The lecture will focus on the origins and early years of private colleges in the Czech Republic. Polišenská’s earlier research on this topic will be supplemented by the findings in the framework of her Fellowship investigating the impact of underground universities on the post-communist transformation of tertiary education in Czechia. The private higher education in Czechia, preconditioned by the collapse of Communism, was part of the post-communist transformation and was impacted by the dynamic international changes in higher education in the late 1990s and by the accession of the Czech Republic to the EU in 2004.
The first private higher education institutions were founded in early 1990s with idealism, enthusiasm, inexperience, they were also businesses and actors of the emerging free market economy. It was not until 1998 that a new Higher Education Act legalized them. Up to that point, the colleges had perceived themselves and had acted as a college but legally were just providers of re-qualification courses.
The lecture will address these selected issues:
1. What were the main processes and decisions of the post-communist transformation of higher education in the Czech Republic?
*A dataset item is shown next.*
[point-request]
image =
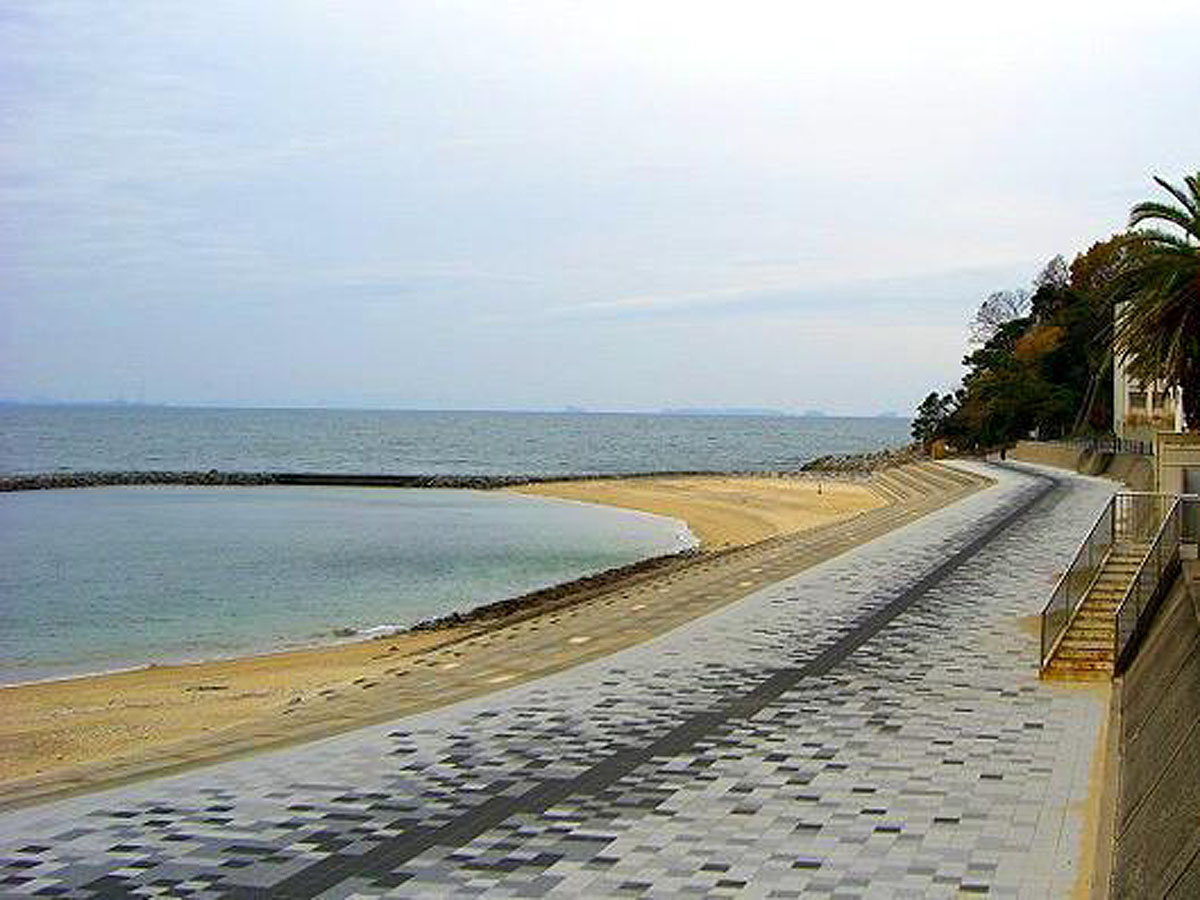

2. What were the preconditions (political, social, economic, international) and motivations of the emergence of private higher education institutions in the Czech Republic?
3. Why and how were private colleges established in the Czech Republic? What were the driving forces behind the founders? How was the perception of the private colleges and the response on their existence?
4. How did the private colleges integrate into the Czech higher education environment?
Milada Polišenská is a Professor of history and international relations at the School of International Relations and Diplomacy, Anglo-American University in Prague.
IWM Permanent Fellow Ludger Hagedorn will provide the introduction and commentary.